The team at the University of Birmingham showed performance times varied by 26% throughout the day.
Early risers reached their athletic peak around lunchtime, while night owls were best in the evening.
The researchers say it could even explain why Spanish teams have more success in European football.
The body clock controls everything - from alertness to the risk of a heart attack - in a daily rhythm.
Some aspects of sporting ability were thought to peak in early afternoon but a study in the journal Current Biology suggests each competitor's sleeping habits have a powerful impact.
They took 20 female hockey players and asked them to perform a series of 20m runs in shorter and shorter times.
And they did it at six different times of day between 07:00 and 22:00.
The results showed a peak performance in late afternoon, but then the scientists looked separately at early-type people, late-type people and those in the middle.
This time the gap between the best and worst times was 26%, and a far more complicated picture emerged.
- Larks - or early risers - peaked at 12:00
- Intermediate types peaked just before 16:00
- Owls - or late types - peaked not long before 20:00
Lead researcher Dr Roland Brandstaetter told the BBC News website: "Athletes and coaches would benefit greatly if they knew when optimal or suboptimal performance time was."
He said a 1% difference in performance would be the difference between fourth place and a medal in many Olympic events.
Body clocks can be adjusted. Jet lag is when you feel rough before adjusting to a new time.
"So if you're an early type in a competition in the evening, then you're impaired, so you could adjust sleeping times to the competition," Dr Brandstaetter said.
He said such body-clock problems "absolutely" contributed to England's struggles in the pinnacle of European football - the Champions League.
"You have players that do extraordinarily well in the English Premier League at 15:00, but they suddenly don't perform as well in the evening in the Champions League," he said.
He argued Spanish society, which runs a bit later in the day, may be giving teams from that country an advantage.
Emily Defroand, a 20-year-old who has been capped 56 caps with Team GB's Hockey U21s, took part in the study and said the findings were "scarily realistic".

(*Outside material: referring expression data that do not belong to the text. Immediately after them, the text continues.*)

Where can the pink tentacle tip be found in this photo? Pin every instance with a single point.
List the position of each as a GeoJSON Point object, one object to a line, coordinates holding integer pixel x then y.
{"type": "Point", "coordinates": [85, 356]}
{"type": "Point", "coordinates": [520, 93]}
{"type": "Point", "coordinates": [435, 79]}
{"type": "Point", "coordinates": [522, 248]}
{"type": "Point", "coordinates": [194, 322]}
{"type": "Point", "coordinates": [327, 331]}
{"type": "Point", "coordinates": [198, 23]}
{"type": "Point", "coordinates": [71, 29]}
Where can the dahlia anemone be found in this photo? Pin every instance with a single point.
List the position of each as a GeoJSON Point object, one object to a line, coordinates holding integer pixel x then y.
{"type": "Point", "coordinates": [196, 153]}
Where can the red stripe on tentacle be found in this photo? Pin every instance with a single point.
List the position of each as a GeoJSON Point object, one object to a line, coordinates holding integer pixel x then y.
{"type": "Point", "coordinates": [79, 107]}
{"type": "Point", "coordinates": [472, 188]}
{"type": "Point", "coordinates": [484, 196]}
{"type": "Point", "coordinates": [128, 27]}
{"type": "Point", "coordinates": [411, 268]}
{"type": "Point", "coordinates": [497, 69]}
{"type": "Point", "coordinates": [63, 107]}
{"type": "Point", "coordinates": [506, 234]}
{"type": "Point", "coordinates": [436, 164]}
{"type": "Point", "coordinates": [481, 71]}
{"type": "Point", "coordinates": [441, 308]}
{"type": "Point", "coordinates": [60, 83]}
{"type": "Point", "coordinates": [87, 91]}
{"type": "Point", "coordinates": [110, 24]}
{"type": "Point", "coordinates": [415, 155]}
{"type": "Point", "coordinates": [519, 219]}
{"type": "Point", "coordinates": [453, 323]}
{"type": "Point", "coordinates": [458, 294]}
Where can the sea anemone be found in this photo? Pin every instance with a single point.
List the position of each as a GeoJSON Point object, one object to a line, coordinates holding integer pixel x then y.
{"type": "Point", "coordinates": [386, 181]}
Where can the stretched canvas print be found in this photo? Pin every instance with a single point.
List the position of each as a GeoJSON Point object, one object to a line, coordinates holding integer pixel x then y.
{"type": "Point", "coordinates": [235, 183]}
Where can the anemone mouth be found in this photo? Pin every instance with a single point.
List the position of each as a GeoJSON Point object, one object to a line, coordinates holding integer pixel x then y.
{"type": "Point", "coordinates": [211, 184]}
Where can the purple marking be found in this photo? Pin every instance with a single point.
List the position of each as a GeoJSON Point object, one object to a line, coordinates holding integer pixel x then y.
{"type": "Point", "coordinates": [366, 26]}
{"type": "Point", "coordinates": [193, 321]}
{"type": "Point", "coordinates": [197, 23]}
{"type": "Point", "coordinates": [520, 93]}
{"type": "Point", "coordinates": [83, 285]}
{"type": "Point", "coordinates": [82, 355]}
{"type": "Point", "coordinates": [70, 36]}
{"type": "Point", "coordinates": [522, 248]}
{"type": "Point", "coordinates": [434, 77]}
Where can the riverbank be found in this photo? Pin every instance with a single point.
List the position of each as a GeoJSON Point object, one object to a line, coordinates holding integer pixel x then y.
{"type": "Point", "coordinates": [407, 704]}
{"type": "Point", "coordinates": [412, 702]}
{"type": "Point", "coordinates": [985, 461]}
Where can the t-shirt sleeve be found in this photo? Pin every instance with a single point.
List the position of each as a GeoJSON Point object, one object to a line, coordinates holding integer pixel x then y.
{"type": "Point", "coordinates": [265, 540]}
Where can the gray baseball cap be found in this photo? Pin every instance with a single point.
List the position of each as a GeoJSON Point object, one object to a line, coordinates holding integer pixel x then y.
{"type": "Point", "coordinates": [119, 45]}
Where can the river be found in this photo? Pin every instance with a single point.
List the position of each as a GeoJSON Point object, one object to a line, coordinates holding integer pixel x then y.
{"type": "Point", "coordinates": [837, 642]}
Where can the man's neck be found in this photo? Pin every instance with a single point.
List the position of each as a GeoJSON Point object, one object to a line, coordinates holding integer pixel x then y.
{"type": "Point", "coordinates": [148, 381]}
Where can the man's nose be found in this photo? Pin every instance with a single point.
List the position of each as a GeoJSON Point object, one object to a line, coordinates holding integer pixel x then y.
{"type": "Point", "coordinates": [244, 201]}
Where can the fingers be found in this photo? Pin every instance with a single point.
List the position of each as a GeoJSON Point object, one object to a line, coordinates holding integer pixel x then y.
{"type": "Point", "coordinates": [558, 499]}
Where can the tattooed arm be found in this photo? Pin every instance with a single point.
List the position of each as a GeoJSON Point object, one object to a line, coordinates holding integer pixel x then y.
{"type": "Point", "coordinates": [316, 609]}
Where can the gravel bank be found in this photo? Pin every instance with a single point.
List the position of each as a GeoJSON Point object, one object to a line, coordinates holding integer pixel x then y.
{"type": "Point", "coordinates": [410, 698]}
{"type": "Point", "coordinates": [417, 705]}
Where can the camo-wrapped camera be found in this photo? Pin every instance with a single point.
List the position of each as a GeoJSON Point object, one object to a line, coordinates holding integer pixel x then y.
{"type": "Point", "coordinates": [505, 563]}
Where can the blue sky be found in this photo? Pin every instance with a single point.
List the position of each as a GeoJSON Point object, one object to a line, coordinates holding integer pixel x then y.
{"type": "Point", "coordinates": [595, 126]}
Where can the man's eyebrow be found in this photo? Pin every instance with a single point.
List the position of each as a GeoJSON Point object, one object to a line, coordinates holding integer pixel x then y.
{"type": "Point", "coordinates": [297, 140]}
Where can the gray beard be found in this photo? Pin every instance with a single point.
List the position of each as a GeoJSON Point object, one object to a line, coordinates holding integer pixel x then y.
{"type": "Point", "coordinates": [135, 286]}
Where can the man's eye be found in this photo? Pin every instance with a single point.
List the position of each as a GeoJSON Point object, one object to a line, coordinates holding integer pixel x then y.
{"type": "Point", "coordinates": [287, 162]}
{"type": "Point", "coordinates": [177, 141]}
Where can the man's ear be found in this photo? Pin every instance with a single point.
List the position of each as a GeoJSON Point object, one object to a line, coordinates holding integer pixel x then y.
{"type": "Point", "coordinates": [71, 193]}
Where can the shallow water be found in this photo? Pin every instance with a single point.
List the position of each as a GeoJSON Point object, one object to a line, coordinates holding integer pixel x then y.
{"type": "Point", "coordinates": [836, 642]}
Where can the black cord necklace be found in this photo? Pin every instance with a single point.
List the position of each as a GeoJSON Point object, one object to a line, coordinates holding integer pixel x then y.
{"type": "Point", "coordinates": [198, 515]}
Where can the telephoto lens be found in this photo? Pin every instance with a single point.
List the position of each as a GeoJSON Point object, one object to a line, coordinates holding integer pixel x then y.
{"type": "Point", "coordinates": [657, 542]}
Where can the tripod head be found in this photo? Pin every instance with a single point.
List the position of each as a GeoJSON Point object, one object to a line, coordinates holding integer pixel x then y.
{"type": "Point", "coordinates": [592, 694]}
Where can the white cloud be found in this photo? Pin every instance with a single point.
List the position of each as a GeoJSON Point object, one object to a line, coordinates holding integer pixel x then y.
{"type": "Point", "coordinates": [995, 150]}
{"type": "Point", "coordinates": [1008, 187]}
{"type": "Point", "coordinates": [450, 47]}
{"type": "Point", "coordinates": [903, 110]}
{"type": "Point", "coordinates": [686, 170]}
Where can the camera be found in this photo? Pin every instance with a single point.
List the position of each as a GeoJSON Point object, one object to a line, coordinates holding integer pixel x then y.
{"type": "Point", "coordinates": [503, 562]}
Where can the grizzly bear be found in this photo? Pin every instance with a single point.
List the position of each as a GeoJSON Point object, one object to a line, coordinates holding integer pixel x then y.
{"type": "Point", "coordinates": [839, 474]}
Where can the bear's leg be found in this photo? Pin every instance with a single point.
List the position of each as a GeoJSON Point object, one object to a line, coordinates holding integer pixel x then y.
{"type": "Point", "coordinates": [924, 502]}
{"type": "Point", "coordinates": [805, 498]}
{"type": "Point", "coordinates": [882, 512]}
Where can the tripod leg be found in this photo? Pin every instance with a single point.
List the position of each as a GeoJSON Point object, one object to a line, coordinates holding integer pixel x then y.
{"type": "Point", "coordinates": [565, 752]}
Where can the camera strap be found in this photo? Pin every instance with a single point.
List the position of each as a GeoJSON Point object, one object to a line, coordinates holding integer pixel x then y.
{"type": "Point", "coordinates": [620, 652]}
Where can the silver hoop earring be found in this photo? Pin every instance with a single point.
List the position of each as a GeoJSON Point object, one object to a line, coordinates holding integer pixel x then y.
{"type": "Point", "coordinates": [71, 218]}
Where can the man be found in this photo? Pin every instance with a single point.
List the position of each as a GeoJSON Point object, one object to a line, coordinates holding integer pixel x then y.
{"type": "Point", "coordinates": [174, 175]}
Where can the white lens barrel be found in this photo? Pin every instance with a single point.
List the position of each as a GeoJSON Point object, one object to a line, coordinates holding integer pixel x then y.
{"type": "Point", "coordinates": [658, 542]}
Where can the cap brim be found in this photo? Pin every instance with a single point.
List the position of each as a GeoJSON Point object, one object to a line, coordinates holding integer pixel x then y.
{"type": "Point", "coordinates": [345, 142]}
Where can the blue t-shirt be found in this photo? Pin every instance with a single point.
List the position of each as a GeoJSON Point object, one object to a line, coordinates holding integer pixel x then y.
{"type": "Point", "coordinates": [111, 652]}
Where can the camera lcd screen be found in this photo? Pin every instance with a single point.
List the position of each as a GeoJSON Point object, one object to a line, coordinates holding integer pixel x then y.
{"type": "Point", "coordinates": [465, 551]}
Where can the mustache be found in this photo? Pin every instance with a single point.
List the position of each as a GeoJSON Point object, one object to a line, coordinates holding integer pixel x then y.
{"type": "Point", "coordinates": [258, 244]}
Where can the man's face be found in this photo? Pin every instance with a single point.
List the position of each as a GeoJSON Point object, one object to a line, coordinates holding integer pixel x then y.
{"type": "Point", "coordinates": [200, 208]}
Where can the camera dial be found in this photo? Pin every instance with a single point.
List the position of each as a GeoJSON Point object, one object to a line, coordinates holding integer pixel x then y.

She is an early riser, that rare student happy to get up at 07:30 in the morning.
She said: "Our Saturday matches are at 12:30, and I think that's perfect for me. Any later and I feel a bit tired and need a few more energy drinks to get me going."
It is in stark contrast to her team-mate Olivia Chilton.
She said: 'I'd get up at 11:00 if I could get away with it. I much prefer training late afternoon or evening.
"In the morning, I honestly feel half-asleep in the warm-up, I just don't feel alert, for tracking and hitting the ball, I don't feel on it."
Dr Brandstaetter said this provided an important lesson for talent-spotting.
"It takes place more or less in adolescents, but we know half of them are owls, yet almost all cases of talent-spotting are during the school hours," he said.
"That is when they are in the range of 70-80% of peak performance, so we are missing out on a huge number of high performers by testing at the wrong time of day."
Commenting on the findings, Dr Thomas Kantermann, from the University of Groningen and the scientific manager of the ChronoCity project in Germany, told the BBC: "The study adds to our understanding about the importance of circadian biology [body clocks] and internal time in physical performance.
"Only by taking internal time into account can true and fair assessments of human performance become possible.
"The current paper supports our previous research and nicely paves the way for more fruitful circadian studies in the future."